CD28 co-stimulation regulates the effect of transforming growth factor-β1 on the proliferation of naı̈ve CD4 + T cells

Abstract

Transforming growth factor-β1 (TGF-β1) is a critical regulator of T cell responses in vivo. In vitro, TGF-β1 can either enhance or inhibit T cell proliferative responses, but the relevant factors that determine the T cell response to TGF-β1 remain obscure. Here, we present evidence that CD28 co-stimulation modifies the effects of TGF-β1 on T cell proliferation. In the absence of CD28 co-stimulation, TGF-β1 potently suppressed TCR-stimulated proliferation of naı̈ve T cells.

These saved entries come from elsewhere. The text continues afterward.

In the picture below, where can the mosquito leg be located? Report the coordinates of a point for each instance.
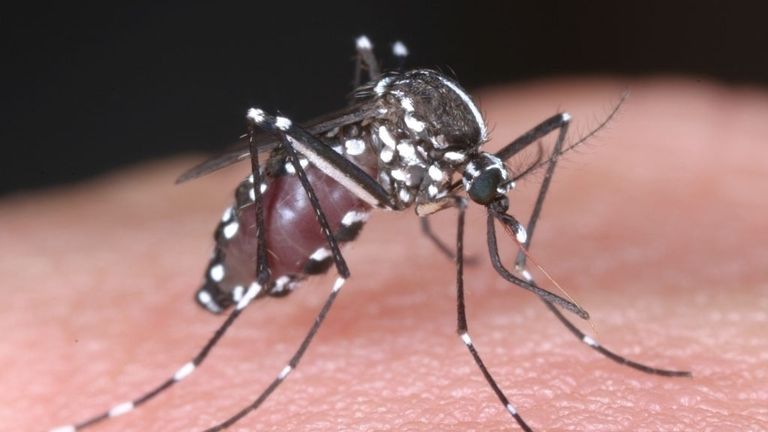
(324, 157)
(463, 328)
(294, 361)
(493, 251)
(253, 291)
(281, 127)
(400, 51)
(365, 60)
(560, 121)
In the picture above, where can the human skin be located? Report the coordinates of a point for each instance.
(656, 227)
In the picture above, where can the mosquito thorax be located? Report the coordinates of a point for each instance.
(486, 179)
(425, 128)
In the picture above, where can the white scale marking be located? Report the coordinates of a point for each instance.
(256, 115)
(413, 124)
(454, 156)
(283, 123)
(231, 229)
(526, 275)
(320, 254)
(406, 151)
(284, 373)
(354, 216)
(472, 107)
(217, 272)
(252, 292)
(184, 371)
(467, 340)
(399, 49)
(227, 215)
(435, 173)
(338, 284)
(205, 298)
(397, 174)
(407, 104)
(363, 42)
(237, 293)
(589, 341)
(281, 282)
(354, 147)
(380, 88)
(121, 409)
(386, 155)
(386, 137)
(335, 172)
(521, 234)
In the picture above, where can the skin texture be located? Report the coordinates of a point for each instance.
(656, 227)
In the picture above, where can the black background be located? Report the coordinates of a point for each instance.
(87, 87)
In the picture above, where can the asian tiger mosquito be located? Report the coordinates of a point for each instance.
(406, 139)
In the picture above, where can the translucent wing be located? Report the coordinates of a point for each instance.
(266, 142)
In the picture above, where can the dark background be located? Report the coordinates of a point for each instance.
(86, 88)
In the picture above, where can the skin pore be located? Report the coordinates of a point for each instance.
(656, 227)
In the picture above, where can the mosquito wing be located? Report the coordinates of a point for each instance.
(265, 142)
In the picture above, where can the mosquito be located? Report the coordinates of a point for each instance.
(407, 139)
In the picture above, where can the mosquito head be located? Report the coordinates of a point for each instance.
(487, 182)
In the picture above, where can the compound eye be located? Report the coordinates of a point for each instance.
(484, 189)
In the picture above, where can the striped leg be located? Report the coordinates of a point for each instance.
(561, 121)
(292, 363)
(282, 127)
(253, 291)
(365, 60)
(463, 327)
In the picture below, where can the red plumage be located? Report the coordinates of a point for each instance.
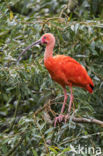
(64, 70)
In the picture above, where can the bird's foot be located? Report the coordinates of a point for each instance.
(66, 117)
(59, 118)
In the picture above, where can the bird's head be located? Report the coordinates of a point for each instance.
(47, 39)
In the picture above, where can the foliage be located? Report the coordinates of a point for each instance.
(27, 87)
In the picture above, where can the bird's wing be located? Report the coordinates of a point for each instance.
(74, 72)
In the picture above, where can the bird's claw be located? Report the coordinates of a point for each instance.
(58, 119)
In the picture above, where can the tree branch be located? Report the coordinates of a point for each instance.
(74, 119)
(85, 120)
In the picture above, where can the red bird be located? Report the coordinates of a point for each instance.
(64, 70)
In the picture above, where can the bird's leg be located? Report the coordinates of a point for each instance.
(70, 104)
(61, 116)
(71, 100)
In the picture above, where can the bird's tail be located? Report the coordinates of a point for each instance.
(90, 86)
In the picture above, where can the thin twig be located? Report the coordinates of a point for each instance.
(14, 148)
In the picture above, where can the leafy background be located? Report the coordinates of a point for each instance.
(27, 89)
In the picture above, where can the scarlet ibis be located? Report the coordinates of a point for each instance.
(64, 70)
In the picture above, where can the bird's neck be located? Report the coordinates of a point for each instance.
(48, 52)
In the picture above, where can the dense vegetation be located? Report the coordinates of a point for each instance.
(29, 99)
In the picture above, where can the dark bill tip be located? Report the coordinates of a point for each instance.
(23, 52)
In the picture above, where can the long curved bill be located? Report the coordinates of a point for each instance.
(24, 51)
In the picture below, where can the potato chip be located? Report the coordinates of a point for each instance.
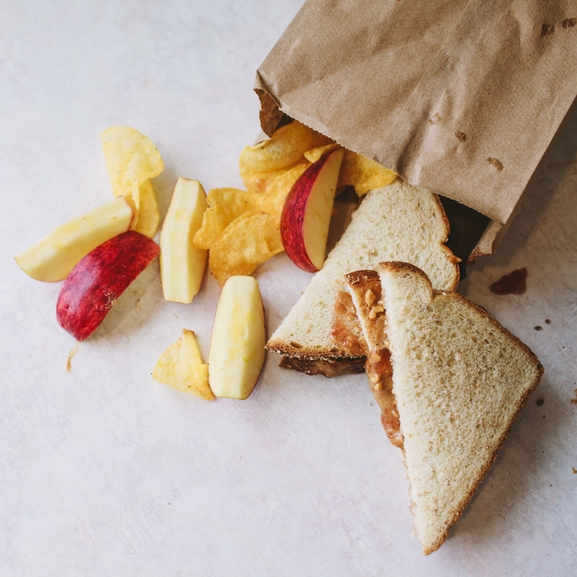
(314, 154)
(285, 147)
(147, 217)
(225, 205)
(363, 173)
(240, 248)
(131, 158)
(180, 366)
(274, 186)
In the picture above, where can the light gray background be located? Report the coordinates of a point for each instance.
(105, 472)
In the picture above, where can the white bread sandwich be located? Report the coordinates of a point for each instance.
(397, 222)
(458, 379)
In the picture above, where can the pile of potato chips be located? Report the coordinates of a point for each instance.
(241, 228)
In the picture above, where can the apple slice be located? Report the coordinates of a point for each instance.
(97, 281)
(307, 212)
(182, 265)
(180, 366)
(238, 337)
(53, 257)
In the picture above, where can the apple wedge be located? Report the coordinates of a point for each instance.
(180, 366)
(53, 257)
(238, 337)
(97, 281)
(307, 212)
(181, 264)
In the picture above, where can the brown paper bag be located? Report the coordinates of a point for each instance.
(459, 97)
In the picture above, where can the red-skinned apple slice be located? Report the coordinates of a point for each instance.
(97, 281)
(307, 212)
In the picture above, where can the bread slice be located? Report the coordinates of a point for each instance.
(459, 380)
(397, 222)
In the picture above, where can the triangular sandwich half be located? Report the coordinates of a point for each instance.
(459, 378)
(396, 222)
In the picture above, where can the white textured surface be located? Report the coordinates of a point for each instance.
(105, 472)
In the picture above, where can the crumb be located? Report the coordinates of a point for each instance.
(495, 163)
(461, 136)
(71, 356)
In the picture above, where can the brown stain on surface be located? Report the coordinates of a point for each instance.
(514, 283)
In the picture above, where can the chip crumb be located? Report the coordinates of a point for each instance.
(71, 355)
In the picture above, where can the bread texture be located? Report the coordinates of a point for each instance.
(459, 380)
(398, 222)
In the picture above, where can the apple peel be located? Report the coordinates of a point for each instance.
(307, 212)
(96, 282)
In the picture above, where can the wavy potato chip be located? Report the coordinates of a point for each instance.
(285, 147)
(180, 366)
(314, 154)
(274, 186)
(131, 158)
(363, 173)
(241, 247)
(147, 216)
(225, 205)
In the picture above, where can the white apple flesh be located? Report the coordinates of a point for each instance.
(53, 257)
(307, 212)
(238, 337)
(182, 266)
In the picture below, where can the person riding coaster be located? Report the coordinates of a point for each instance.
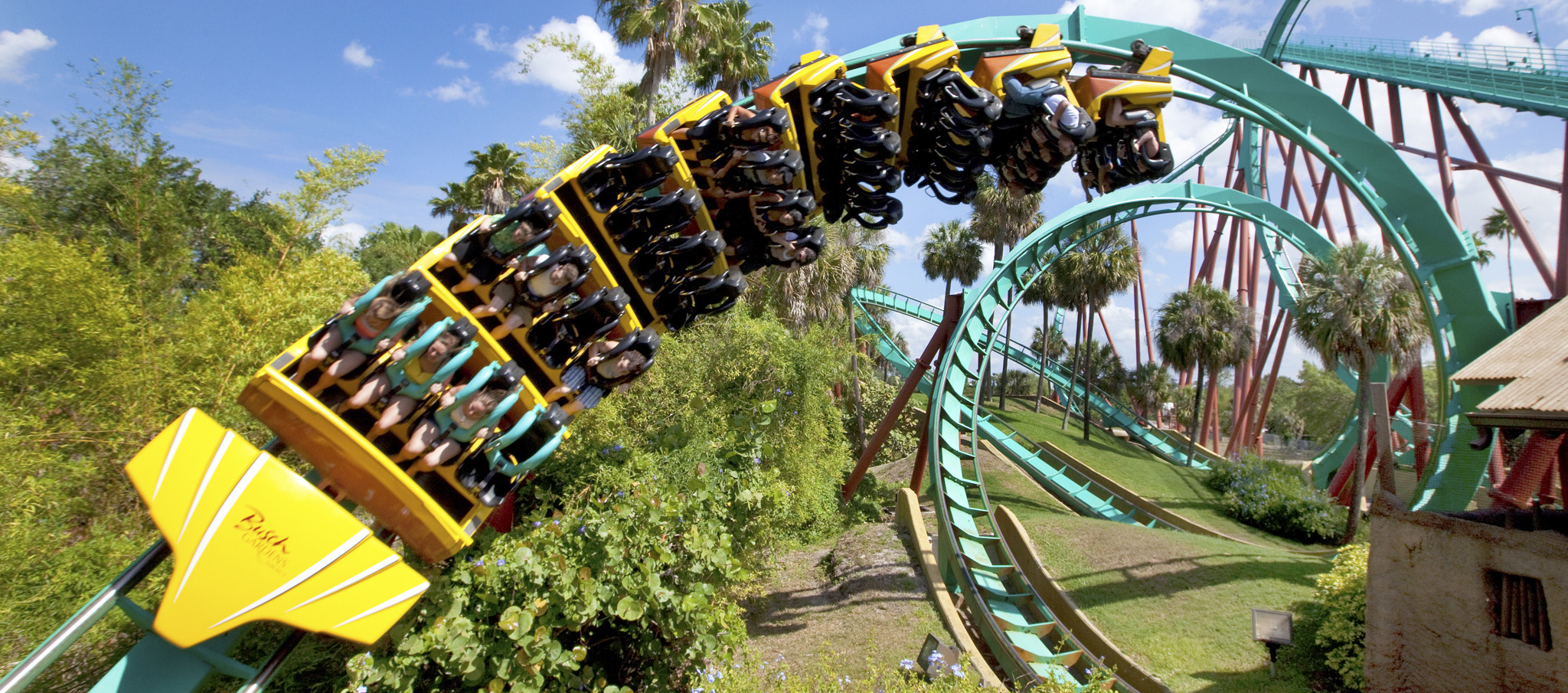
(501, 463)
(366, 325)
(603, 368)
(540, 284)
(414, 374)
(463, 416)
(501, 242)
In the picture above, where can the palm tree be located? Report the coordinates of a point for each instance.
(852, 256)
(671, 28)
(1002, 220)
(1148, 386)
(459, 201)
(951, 253)
(499, 178)
(737, 54)
(1498, 226)
(1041, 290)
(1099, 267)
(1357, 306)
(1197, 328)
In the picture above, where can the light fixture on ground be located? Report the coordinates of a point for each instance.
(1272, 629)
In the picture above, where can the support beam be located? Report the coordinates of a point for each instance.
(1466, 165)
(1445, 168)
(933, 348)
(1396, 115)
(1521, 226)
(1560, 289)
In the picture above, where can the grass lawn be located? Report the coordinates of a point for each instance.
(1177, 603)
(1180, 489)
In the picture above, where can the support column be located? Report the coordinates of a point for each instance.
(1521, 226)
(1445, 167)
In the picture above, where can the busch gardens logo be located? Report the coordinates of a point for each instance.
(270, 546)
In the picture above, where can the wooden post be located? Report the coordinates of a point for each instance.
(933, 348)
(1383, 438)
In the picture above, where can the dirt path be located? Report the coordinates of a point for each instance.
(847, 604)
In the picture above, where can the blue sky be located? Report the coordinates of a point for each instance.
(257, 88)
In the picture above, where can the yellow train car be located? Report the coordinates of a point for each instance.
(1150, 87)
(1043, 58)
(792, 93)
(543, 369)
(432, 512)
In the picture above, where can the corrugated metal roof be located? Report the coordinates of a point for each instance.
(1544, 341)
(1542, 389)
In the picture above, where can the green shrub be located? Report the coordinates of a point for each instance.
(878, 399)
(1343, 591)
(1272, 498)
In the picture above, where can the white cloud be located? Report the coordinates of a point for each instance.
(356, 55)
(815, 27)
(1470, 8)
(344, 236)
(463, 88)
(1504, 35)
(15, 49)
(550, 67)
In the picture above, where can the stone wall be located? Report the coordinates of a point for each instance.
(1430, 618)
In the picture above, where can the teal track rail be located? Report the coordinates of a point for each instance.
(1017, 624)
(1111, 411)
(1074, 489)
(1526, 79)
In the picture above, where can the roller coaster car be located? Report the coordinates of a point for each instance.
(642, 220)
(579, 256)
(498, 465)
(435, 515)
(842, 97)
(800, 201)
(622, 175)
(668, 259)
(560, 335)
(700, 295)
(1147, 87)
(710, 137)
(858, 139)
(254, 541)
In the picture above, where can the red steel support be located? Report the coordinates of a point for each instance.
(1521, 226)
(1560, 287)
(1468, 165)
(1396, 115)
(1274, 375)
(1445, 168)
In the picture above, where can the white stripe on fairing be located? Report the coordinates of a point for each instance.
(217, 519)
(212, 466)
(387, 604)
(175, 446)
(303, 576)
(351, 580)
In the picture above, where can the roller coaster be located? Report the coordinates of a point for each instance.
(429, 399)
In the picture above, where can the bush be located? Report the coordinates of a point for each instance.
(1330, 629)
(1272, 498)
(1343, 591)
(878, 399)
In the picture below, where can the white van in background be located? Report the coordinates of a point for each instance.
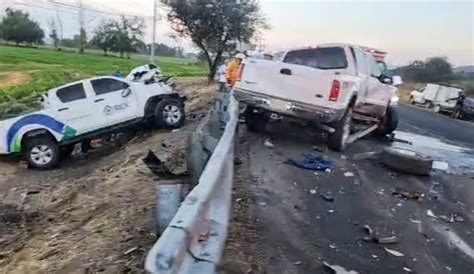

In the presence of CD28 co-stimulation, TGF-β1 potently inhibited T cell apoptosis and enhanced TCR-stimulated proliferation. A similar effect of CD28 co-stimulation was not observed in memory/effector cells, whose proliferation was enhanced by TGF-β1, whether co-stimulated or not. We examined the mechanism by which CD28 modulates naı̈ve T cell responses to TGF-β1. Since CD28 co-stimulation classically is a potent enhancer of interleukin (IL)-2 production, we anticipated observing high IL-2 production from naı̈ve T cells stimulated with anti-CD3/anti-CD28 and TGF-β1. Surprisingly, however, TGF-β1 strongly inhibited production of IL-2 from naı̈ve CD4 + T cells, even when CD28 was engaged. Even though IL-2 levels were strongly suppressed by TGF-β1 to trace levels, antibody neutralization studies showed that IL-2 is still a basic requirement for the proliferation of anti-CD3/anti-CD28/TGF-β1-stimulated naı̈ve T cells. These data show that CD28's modulation of T cell responses to TGF-β1 is not via the production of high levels of IL-2, and suggest that engagement of CD28 may activate additional downstream pathways that modulate the responses of naı̈ve T cells to TGF-β1.